Ответы – убийцы вопросов, но ни одному комиссару полиции не придет в голову призвать ответы к ответу; не придет, а зря.

Зря.


А у расстеленной кровати, еще хранившей запах быстротечной любви, в комнате, чья хозяйка весьма удивилась бы, узнав, что она вчера утром сдала ее какому-то молодому человеку с сомнительной репутацией, навзрыд плакала зеленоглазая женщина. Плакала, зная, что вскоре будет вновь сидеть в баре над морем, в дне без прошлого и будущего, устало глядя на грейпфрут, нарезанный дольками, и никто не пройдет на этот раз мимо по набережной, шаркая башмаками, никто не сядет за соседний столик и не спросит шампанского.

Плакала женщина.

Одна.

На полу.

Между «вчера» и «завтра»; всегда посредине.

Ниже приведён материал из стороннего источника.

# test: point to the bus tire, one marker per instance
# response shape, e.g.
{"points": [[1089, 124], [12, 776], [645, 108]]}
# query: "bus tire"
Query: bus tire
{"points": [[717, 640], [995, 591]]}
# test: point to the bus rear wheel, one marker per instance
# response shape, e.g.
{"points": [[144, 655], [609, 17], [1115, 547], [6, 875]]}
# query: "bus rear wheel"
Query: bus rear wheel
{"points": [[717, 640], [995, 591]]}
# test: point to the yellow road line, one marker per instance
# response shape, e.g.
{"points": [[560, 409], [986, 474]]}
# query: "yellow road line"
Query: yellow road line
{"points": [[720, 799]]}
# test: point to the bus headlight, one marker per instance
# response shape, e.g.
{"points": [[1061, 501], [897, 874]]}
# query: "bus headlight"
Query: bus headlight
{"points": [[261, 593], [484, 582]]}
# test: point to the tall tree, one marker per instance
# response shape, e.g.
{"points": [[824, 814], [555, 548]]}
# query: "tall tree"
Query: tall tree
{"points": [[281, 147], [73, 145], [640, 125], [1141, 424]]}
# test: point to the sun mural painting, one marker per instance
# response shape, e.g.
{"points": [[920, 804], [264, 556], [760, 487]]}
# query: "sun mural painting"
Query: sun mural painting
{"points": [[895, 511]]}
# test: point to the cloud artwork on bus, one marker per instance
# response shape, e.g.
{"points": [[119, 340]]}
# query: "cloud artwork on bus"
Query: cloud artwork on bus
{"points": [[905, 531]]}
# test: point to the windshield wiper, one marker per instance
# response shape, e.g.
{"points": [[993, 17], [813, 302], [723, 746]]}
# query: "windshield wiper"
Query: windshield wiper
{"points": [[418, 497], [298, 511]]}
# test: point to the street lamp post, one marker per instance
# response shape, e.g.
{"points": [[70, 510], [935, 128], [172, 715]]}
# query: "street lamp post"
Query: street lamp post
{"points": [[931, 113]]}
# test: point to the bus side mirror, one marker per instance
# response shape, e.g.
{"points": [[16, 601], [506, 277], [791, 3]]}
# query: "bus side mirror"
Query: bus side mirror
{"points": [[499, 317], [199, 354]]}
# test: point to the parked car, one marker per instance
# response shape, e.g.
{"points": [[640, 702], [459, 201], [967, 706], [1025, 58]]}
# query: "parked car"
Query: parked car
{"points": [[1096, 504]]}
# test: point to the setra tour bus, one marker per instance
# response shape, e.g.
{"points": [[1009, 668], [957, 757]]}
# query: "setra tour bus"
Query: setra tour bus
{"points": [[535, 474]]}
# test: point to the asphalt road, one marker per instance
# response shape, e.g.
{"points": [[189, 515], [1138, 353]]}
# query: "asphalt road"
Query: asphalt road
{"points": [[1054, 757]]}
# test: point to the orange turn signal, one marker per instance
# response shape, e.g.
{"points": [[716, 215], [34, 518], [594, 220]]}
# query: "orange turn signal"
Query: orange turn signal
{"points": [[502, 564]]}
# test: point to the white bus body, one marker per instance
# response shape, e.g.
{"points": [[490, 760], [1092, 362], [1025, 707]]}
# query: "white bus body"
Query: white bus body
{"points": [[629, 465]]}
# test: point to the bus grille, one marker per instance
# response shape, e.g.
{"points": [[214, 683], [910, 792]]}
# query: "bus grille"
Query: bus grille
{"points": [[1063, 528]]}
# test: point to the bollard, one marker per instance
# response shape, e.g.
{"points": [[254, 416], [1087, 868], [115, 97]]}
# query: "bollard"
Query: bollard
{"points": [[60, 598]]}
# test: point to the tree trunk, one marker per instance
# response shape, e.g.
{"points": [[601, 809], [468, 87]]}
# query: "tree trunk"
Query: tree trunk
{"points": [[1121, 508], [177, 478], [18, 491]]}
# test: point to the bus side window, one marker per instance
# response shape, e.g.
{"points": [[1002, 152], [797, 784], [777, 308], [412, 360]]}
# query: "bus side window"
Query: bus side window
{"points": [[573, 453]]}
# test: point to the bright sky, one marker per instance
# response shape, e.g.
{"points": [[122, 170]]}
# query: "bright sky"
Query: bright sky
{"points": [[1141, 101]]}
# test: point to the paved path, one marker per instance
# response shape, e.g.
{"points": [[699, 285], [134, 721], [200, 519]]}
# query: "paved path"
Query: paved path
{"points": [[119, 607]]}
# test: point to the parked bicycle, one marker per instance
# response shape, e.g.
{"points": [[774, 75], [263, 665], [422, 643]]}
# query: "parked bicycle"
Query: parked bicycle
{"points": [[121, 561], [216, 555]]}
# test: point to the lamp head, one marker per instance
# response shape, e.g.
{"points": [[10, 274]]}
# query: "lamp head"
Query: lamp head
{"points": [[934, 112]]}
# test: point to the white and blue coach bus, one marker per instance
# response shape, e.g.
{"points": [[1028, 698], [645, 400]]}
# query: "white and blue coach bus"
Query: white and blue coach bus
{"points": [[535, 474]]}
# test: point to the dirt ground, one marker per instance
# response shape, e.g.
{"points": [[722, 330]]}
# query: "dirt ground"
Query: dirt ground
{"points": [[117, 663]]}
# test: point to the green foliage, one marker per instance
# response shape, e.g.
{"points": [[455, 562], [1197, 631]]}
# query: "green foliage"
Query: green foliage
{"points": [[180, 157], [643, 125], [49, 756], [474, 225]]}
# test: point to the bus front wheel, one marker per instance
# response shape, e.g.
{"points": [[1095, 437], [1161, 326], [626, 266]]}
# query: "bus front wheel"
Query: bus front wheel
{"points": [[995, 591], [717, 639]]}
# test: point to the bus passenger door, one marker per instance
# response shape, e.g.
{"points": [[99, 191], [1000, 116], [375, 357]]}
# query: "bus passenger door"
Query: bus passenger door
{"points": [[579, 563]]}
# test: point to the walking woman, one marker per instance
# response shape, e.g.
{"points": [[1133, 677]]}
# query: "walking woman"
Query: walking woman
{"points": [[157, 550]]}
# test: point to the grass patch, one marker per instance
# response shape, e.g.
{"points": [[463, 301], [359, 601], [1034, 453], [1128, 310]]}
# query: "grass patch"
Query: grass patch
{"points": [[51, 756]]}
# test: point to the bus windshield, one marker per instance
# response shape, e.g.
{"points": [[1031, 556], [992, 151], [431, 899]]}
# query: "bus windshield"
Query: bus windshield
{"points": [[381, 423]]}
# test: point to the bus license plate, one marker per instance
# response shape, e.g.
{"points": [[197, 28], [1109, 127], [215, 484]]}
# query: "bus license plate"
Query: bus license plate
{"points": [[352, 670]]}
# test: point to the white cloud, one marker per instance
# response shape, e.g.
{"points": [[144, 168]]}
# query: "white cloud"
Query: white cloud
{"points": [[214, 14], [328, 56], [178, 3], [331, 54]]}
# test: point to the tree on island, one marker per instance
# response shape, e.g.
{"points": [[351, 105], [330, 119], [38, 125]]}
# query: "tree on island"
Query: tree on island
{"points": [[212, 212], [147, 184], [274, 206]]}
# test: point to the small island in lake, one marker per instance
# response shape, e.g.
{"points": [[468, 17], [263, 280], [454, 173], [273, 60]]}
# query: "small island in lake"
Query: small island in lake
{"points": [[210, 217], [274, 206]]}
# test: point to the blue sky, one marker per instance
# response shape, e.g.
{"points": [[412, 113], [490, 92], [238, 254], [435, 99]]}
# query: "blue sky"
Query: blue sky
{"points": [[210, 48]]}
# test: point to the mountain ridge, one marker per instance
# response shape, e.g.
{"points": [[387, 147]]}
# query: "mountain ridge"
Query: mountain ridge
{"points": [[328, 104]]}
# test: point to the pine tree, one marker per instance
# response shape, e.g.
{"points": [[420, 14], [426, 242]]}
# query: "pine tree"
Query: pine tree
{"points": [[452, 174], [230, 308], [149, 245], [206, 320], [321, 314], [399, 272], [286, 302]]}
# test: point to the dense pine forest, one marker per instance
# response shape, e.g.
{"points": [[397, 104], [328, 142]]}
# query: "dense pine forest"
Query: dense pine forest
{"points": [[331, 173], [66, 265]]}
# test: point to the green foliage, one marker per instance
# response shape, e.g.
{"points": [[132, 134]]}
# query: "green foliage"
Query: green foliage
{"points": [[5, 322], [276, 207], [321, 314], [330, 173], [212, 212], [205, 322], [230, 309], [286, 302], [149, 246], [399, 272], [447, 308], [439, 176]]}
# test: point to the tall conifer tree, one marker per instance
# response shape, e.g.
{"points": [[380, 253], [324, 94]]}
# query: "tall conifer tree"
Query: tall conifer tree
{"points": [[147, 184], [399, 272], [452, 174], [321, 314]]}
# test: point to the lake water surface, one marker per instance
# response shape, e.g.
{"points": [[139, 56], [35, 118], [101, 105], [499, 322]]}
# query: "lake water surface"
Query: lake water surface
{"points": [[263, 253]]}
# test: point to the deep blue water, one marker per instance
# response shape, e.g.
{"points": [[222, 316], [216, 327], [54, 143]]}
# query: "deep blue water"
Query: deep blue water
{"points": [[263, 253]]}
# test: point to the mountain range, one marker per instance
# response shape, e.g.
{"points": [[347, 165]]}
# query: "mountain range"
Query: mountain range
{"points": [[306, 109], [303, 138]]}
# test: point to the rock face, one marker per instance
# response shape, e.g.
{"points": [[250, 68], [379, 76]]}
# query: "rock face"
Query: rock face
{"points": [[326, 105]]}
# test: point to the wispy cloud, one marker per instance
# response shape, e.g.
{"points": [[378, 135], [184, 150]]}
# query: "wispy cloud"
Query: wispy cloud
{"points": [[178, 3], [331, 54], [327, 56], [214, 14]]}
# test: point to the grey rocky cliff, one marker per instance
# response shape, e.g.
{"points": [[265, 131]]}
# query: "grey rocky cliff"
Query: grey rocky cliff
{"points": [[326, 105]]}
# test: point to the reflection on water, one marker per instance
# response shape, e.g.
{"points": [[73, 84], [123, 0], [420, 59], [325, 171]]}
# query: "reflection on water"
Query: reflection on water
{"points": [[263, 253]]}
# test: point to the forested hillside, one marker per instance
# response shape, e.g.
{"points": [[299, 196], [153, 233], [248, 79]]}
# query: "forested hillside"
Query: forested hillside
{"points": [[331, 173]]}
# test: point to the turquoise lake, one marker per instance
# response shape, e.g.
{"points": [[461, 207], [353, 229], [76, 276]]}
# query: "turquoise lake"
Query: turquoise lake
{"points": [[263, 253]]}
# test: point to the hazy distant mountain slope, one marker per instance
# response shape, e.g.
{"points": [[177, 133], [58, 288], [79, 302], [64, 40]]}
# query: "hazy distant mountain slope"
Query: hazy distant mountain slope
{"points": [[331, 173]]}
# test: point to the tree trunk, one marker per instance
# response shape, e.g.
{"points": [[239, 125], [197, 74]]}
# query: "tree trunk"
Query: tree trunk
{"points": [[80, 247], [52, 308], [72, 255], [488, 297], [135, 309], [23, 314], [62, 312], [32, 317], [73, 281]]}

За окном кричали вечные чайки.

* * *

Это рассказ о студенте Альбере и зеленоглазой Женевьеве, это рассказ о холодном море и драчливых чайках, это рассказ о журавле в небе, и синице в небе, и ветре в руке, плотно сжатой в кулак, ибо у нас в руках редко остается нечто большее; это рассказ о бутылке шампанского, откупоренной невпопад, это рассказ о зеленоглазой Женевьеве и студенте Альбере, и еще о жизни, которой не было и больше не будет.

Если вы знаете больше, то я вам завидую.